The revelation of Obama’s lies, his obvious confusion and the hunted-look he has exhibited at press conferences while his approval rating is in a death spiral (it dropped to 37%, the lowest of his presidency, in a CBS poll released this morning). All of this is, for the opponents of ObamaCare, ample ground for malicious glee, and I at least can deeply empathize with the blogger who wrote that “if schadenfreude had calories, I’d weigh 300 pounds.”
There is, of course, a dark side to this story, which Jonah Goldberg neatly captures at NRO with a column called “Obamacare Schadenfreudarama.” He begins by paraphrasing Oscar Wilde: “You’d have to have a heart of stone not to laugh at the unraveling of Obamacare.” Except, as Jonah goes on to note, “tt is no laughing matter that millions of Americans’ lives have been thrown into anxious chaos as they lose their health insurance, their doctors, their money, or all three. Nor is it particularly amusing to think of the incredible waste of time and tax dollars that has gone into Obamacare’s construction.”
Jonah is right that the unrolling, and subsequent unravelling, of Obamacare has provided hours of entertainment for the politically mature. “If you can’t take some joy,” he writes, “some modicum of relief and mirth, in the unprecedentedly spectacular beclowning of the president, his administration, its enablers, and, to no small degree, liberalism itself, then you need to ask yourself why you’re following politics in the first place.” Too true, too true. Consider:
The hubris of our ocean-commanding commander-in-chief surely isn’t news to readers of this website. He’s said that he’s smarter and better than everyone who works for him. His wife informed us that he has “brought us out of the dark and into the light” and that he would fix our broken souls. The man defined sin itself as “being out of alignment with my values.” We may be the ones we’ve been waiting for, but at the same time, everyone has been waiting for him. Or as he put it in 2007, “Every place is Barack Obama country once Barack Obama’s been there.”

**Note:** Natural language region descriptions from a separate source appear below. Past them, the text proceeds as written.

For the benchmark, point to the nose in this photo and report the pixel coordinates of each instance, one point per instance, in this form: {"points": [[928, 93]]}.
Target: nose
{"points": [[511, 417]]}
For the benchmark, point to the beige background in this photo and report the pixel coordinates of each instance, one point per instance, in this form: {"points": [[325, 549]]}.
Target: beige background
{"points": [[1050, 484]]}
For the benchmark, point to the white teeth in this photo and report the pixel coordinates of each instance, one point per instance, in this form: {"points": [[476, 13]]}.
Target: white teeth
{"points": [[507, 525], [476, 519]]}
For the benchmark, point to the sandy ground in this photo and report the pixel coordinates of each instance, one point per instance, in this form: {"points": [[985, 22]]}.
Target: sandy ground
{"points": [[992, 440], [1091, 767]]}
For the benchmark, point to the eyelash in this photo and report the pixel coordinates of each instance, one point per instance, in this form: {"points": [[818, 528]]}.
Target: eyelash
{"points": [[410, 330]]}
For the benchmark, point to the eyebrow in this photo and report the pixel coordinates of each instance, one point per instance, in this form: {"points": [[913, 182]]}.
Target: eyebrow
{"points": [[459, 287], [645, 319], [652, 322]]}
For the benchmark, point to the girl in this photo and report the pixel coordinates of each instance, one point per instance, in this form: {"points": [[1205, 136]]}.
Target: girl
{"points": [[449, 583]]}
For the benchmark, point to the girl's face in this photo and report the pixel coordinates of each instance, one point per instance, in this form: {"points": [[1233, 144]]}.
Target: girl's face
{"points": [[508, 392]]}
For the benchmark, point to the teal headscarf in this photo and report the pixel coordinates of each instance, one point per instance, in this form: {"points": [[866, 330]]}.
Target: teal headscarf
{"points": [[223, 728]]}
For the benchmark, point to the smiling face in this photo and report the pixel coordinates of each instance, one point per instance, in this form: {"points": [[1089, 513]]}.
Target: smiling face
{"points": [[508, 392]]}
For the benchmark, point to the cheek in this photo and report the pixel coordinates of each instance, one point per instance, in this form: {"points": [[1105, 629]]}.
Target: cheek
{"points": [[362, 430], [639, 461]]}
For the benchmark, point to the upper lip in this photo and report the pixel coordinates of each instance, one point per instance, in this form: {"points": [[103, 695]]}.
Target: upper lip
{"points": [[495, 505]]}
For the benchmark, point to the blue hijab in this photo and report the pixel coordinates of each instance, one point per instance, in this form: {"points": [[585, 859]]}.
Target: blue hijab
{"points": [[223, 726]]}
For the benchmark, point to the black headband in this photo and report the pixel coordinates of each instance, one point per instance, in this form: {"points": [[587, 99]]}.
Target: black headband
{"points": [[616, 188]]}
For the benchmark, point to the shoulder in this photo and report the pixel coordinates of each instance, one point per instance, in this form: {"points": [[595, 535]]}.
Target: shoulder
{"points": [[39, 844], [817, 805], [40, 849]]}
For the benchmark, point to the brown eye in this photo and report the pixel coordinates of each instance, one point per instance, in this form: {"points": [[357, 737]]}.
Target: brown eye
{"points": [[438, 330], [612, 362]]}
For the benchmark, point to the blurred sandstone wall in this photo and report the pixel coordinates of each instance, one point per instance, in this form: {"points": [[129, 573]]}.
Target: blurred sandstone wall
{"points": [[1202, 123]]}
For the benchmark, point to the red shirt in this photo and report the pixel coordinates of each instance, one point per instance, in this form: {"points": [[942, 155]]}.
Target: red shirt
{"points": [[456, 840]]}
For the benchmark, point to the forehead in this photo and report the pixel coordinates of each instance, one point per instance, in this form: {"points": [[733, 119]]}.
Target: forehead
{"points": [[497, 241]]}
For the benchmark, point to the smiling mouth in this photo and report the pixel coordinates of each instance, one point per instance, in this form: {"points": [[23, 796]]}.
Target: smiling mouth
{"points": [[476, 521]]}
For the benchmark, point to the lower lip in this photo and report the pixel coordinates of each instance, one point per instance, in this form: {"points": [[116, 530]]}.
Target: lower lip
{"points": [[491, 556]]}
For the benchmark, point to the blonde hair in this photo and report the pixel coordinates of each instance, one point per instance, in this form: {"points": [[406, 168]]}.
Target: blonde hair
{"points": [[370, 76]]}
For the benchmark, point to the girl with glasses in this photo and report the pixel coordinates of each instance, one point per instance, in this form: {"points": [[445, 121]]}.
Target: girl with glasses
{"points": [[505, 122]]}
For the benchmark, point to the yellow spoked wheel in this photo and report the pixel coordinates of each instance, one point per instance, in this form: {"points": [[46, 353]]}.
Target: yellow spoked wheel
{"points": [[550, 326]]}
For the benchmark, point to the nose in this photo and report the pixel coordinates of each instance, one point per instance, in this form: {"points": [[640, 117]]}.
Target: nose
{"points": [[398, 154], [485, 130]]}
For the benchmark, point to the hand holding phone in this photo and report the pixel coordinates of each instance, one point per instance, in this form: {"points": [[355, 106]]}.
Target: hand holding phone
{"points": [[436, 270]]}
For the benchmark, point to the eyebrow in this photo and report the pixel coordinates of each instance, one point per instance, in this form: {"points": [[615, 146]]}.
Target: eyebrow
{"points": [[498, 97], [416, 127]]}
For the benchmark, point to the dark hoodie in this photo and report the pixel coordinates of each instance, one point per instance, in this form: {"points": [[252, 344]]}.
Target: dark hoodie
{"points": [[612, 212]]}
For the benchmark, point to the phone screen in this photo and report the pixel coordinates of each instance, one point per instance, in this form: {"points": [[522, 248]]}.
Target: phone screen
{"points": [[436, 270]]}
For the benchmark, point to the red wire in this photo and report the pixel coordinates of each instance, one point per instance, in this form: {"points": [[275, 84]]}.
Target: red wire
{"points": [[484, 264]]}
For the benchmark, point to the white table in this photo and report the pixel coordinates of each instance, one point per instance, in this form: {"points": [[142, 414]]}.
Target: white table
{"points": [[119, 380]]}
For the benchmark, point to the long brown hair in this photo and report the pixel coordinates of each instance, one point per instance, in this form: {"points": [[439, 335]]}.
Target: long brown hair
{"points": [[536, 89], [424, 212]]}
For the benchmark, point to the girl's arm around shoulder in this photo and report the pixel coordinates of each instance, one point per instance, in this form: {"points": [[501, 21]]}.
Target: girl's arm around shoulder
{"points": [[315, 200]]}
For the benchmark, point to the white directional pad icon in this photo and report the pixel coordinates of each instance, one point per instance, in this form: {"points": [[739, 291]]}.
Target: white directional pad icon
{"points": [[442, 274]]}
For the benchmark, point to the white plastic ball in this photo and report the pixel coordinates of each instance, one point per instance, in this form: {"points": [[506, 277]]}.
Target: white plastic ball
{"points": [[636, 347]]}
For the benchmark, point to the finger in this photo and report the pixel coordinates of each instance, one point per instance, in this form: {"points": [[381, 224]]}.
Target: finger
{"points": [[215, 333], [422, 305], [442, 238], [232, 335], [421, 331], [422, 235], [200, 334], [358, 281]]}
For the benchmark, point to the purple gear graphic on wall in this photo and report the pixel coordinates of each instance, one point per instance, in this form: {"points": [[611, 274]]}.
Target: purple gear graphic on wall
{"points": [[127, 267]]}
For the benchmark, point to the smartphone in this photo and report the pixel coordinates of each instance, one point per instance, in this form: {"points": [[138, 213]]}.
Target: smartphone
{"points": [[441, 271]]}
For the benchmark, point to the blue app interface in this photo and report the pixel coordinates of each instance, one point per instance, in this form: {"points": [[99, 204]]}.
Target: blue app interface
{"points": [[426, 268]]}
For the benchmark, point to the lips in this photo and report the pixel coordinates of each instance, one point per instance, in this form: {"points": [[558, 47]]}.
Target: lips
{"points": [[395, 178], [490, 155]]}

A little Schadenfreude is certainly in order. The news today that Obama was briefed last spring about possible widespread failures when the web site went live may seem to deepen the glee even as it deepens the malice. After all, the president has all along acted surprised by the technical failures bedeviling the roll-out of healthcare.gov. But now it turns out that the surprise, like so much else about the president, was feigned.It was part of his campaign of mendacity, i.e., lies.